Biomedical researchers often confront large quantities of information that may be amassed in many forms: vital signs, blood cell counts, lengthy DNA sequences, bar graphs, MRIs, patient demographics, and so much more. How do researchers assemble, access and analyze all that data without having to become specialized database technicians themselves?
A team of informatics experts and biomedical researchers from The Children’s Hospital of Philadelphia (CHOP) have launched a new software toolkit to help researchers manage data. Their open-source, highly interactive framework, known as Harvest, is designed to let users to navigate quickly among different types and levels of data.
“We want to help researchers explore their data, not their database,” said Byron Ruth, lead developer of Harvest at CHOP’s Center for Biomedical Informatics (CBMi). Ruth is one of the co-authors of a paper introducing CBMi’s Harvest framework, which was published recently in the Journal of the American Medical Informatics Association.
“Research institutions typically work through their information technology staff to provide a single data warehouse that may be too general-purpose for all its projects, or develop one-off solutions on a case-by-case basis for each project,” co-author Michael J. Italia added. “Our approach in Harvest is different,” said Italia, CBMi’s manager of Applications Research. “We decided to focus on end-users, generalizing the toolkit for application to any biomedical study with multiple collaborators, but also allowing individual software developers and data managers to customize the software for specific projects.”

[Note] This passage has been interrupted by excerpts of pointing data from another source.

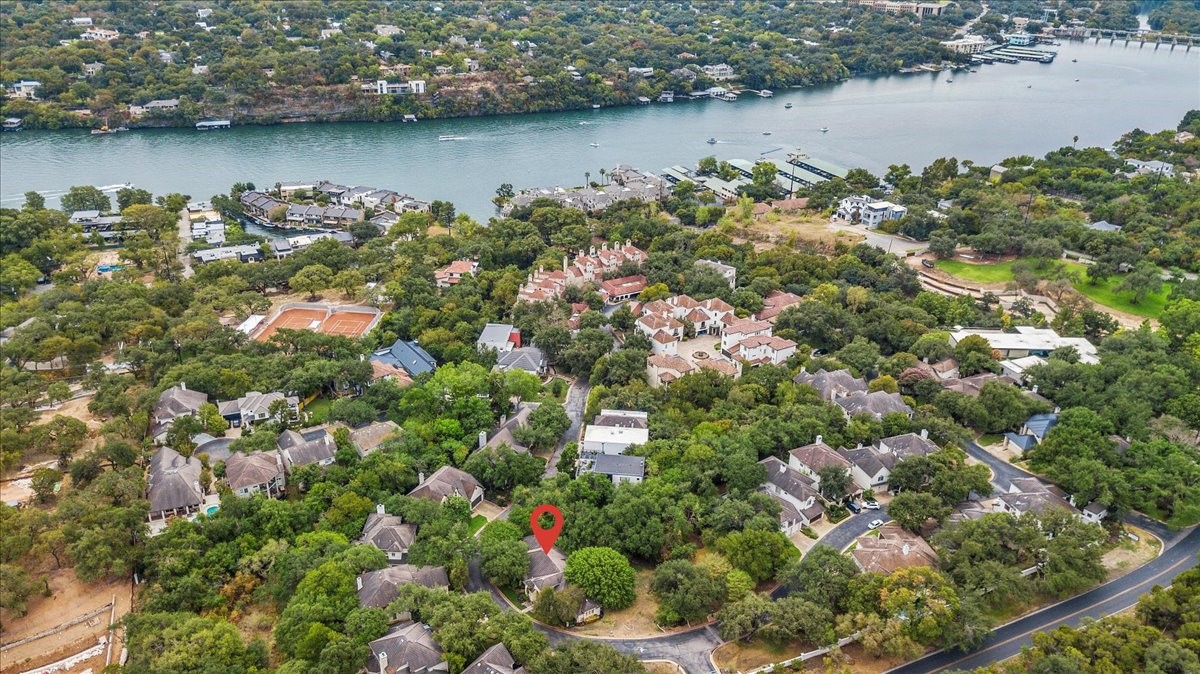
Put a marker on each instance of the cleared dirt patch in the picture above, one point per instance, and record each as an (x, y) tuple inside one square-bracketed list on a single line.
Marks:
[(70, 600), (637, 620)]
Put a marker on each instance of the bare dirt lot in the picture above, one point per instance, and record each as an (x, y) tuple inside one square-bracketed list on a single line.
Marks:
[(70, 600)]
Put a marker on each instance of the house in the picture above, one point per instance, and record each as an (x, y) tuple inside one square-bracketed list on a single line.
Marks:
[(617, 467), (811, 458), (1030, 494), (893, 549), (24, 89), (407, 649), (367, 438), (1032, 432), (585, 268), (527, 359), (505, 429), (501, 337), (612, 432), (909, 445), (256, 407), (720, 72), (876, 404), (389, 533), (496, 660), (774, 305), (173, 403), (453, 274), (1027, 341), (408, 356), (742, 330), (796, 493), (617, 290), (664, 368), (307, 447), (173, 485), (766, 349), (832, 384), (545, 569), (256, 474), (449, 481), (1150, 168), (729, 272), (99, 35), (870, 469)]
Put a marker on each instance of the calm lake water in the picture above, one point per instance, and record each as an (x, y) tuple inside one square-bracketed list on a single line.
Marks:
[(999, 112)]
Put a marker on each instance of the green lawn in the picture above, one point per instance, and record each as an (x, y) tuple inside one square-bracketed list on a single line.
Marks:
[(477, 523), (995, 272), (318, 410), (1103, 294)]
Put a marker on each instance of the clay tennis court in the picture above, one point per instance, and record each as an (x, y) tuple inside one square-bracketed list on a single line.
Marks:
[(328, 322)]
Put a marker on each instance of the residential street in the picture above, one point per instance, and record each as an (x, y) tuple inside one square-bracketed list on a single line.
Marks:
[(575, 405), (1111, 597)]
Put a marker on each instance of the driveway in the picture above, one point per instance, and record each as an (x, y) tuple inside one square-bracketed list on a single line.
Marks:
[(689, 649), (575, 405)]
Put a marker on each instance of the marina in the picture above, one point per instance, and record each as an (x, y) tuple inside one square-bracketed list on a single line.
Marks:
[(545, 149)]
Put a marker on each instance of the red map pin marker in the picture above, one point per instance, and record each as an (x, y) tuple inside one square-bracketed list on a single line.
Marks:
[(546, 537)]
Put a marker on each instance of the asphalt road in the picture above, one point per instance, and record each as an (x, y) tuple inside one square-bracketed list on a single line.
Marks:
[(575, 405), (1111, 597)]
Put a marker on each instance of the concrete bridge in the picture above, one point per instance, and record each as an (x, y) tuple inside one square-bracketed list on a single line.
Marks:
[(1127, 36)]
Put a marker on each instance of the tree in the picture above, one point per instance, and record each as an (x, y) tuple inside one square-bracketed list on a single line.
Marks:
[(757, 552), (17, 275), (544, 427), (834, 482), (85, 198), (349, 281), (505, 559), (685, 593), (1144, 280), (604, 575), (911, 510), (311, 280)]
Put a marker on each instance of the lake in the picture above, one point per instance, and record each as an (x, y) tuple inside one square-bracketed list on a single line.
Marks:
[(997, 112)]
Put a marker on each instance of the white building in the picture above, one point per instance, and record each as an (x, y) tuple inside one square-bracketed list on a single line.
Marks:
[(612, 432), (1029, 341)]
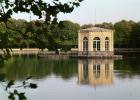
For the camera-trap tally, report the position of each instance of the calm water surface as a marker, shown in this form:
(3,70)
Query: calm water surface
(75,79)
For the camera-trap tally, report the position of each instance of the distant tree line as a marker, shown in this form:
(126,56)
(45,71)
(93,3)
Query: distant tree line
(62,35)
(38,34)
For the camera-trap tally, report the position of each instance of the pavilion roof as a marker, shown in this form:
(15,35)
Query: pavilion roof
(95,29)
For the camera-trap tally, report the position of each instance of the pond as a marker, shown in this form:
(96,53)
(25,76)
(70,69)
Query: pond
(74,79)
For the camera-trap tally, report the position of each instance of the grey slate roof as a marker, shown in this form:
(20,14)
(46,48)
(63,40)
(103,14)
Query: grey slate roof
(95,29)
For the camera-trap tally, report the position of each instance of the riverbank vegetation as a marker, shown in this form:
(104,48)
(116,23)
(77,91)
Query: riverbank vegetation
(22,34)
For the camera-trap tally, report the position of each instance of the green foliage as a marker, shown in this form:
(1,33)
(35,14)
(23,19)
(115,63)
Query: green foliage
(86,26)
(64,36)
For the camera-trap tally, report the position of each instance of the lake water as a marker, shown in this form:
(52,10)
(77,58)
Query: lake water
(73,79)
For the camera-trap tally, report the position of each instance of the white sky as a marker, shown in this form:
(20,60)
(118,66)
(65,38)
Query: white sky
(98,11)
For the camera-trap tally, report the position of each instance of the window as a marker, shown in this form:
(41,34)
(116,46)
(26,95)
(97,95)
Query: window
(96,44)
(106,44)
(96,70)
(85,69)
(106,70)
(85,44)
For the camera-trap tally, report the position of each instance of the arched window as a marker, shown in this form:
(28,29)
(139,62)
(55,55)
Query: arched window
(85,69)
(85,44)
(96,70)
(106,44)
(96,44)
(106,70)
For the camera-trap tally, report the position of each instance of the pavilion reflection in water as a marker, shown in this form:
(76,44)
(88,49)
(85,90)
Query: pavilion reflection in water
(95,72)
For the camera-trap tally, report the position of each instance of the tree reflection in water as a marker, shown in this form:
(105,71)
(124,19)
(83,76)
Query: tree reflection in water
(16,89)
(99,71)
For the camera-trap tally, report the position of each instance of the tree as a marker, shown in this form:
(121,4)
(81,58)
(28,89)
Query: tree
(64,36)
(87,26)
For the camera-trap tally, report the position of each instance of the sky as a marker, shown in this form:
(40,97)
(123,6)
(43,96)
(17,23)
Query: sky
(98,11)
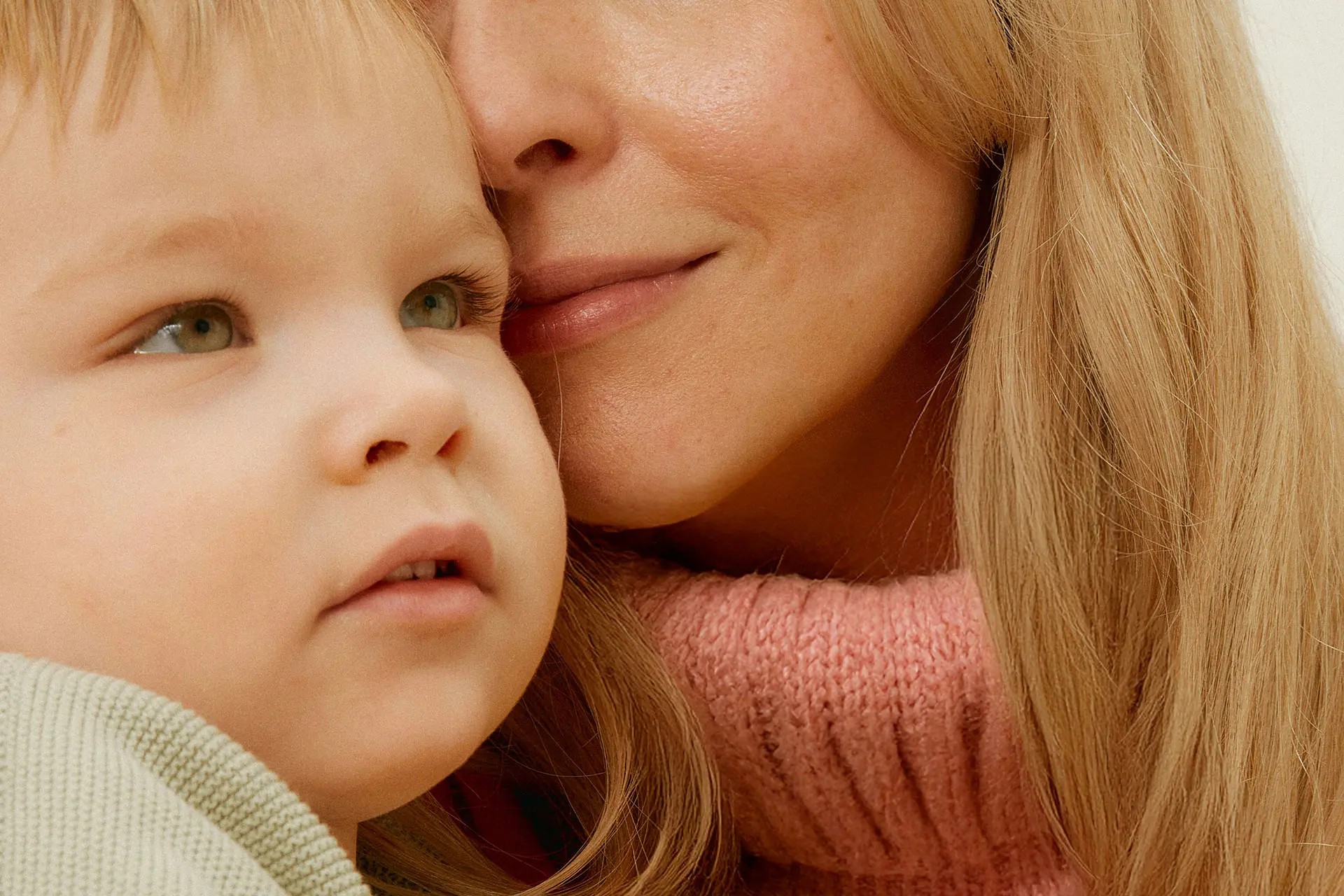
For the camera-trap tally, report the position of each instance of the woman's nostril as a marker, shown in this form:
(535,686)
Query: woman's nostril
(384,451)
(545,150)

Harvest, said Italia, “isn’t just shrink-wrapped, ready-to-go software.” He estimates that Harvest typically provides 80 percent of the work, leaving it to any institution’s software developer to adapt the framework to a project’s needs, in collaboration with each project’s principal investigator. Harvest is open-source, so users are free to see bug reports, check software patches, and share fixes and customizations with a wider community of users.

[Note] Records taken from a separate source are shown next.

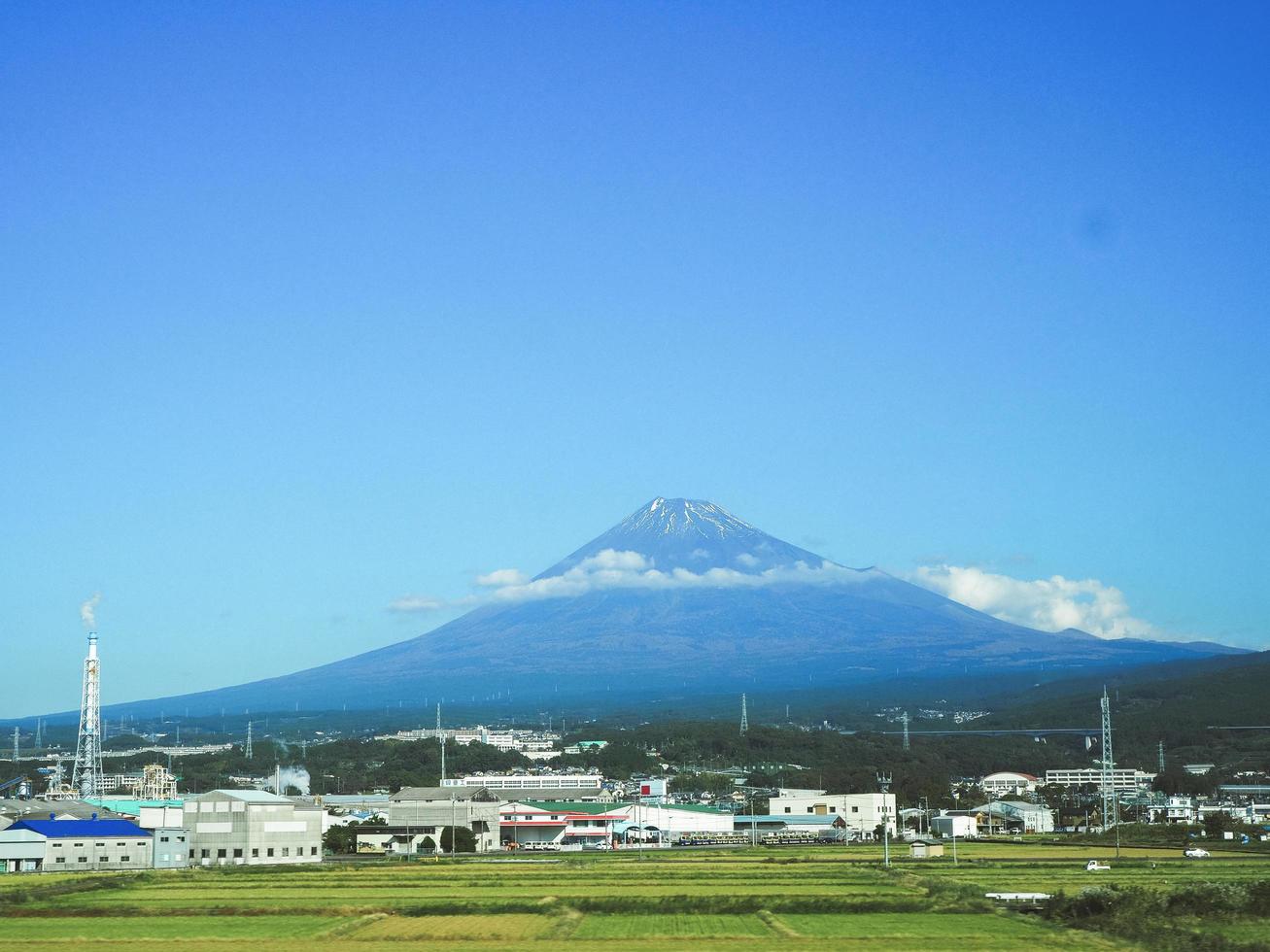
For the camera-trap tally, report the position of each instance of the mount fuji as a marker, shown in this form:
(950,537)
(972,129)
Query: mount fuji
(685,596)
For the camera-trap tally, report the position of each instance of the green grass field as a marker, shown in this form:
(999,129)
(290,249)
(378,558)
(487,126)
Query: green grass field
(815,899)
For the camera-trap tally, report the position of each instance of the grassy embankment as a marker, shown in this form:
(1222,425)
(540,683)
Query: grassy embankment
(815,899)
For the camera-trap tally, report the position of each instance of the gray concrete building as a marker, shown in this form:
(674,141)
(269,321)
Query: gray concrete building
(64,845)
(252,828)
(418,812)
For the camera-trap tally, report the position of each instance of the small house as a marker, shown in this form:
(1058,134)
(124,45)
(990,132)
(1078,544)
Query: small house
(925,849)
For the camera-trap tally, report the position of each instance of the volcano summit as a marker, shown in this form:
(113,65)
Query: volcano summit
(683,595)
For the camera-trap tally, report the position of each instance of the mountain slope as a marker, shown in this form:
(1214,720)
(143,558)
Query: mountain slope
(682,595)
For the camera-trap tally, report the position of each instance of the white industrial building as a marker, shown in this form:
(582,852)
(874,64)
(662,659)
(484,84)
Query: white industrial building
(417,814)
(1013,816)
(863,812)
(64,845)
(252,828)
(1006,783)
(529,823)
(959,825)
(1092,776)
(529,781)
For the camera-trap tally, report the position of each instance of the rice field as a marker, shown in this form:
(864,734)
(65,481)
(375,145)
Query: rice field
(814,899)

A key feature of Harvest is the ability to maneuver smoothly among various levels of data, from individual patient records to aggregated reports of all patients in a database, and to subpopulations in between. Users can construct queries to slice and dice data — grouping subjects, for instance, by age or ethnicity, calling up individual blood test results or MRIs, or including or excluding specific diagnoses.
One advantage of Harvest is that it provides transparency and visibility to data in a manner that is familiar to a researcher who is invested in a particular disease or project.
“Harvest adopts convenient and clear interfaces to view and explore data that are increasingly used in other industries, such as social media,” said the paper’s senior author and CBMi director Peter S. White, Ph.D. “We have found that this often helps users to quickly familiarize themselves with data they are seeing, which increases the likelihood that they will trust the resource, and even be incentivized to contribute to the project as it develops.”
The Harvest developers say their tool reflects the growing complexity of research in the Big Data era of electronic health records and genomic technology. In the 1980s and 1990s, much federal research followed a hypothesis-driven model, focusing on predefined measurements within a patient population. Many current databases collect vast amounts of many data types with fewer preconceived notions of what is significant. “Harvest allows users to formulate and refine questions and even explore a different view of data that wasn’t apparent or important to them a few minutes before,” said Italia.
The CBMi team originally designed Harvest to manage data from AudGenDB, an audiology database funded by the National Institute on Deafness and Other Communications Disorders. In the current paper, the study team evaluated Harvest by running it through its paces with data from two other collections: CardioDB, which stores clinical data from 47,000 of CHOP’s pediatric cardiology patients, and OpenMRS, a public dataset holding lab results, infection status and other clinical results from electronic health records.
CBMi is now applying Harvest to more collections, including the Longitudinal Pediatric Data Resource, a long-term informatics system being created to store clinical data derived from thousands of children with conditions detected in national newborn screening programs. “Although these collections contain very different types of data, the Harvest toolkit is flexible enough to adapt to these different scenarios, while at the same time maintaining a consistent set of basic components,” added Ruth.
Harvest has been focused primarily on the end-user up to this point. Future work includes a bigger focus on software developers and applications support personnel who are responsible for setting up and maintaining Harvest applications. “However, as we think about the life cycle of a Harvest application, we want it to be as easy as possible for administrators and software developers to get Harvest into the hands of researchers,” Italia said.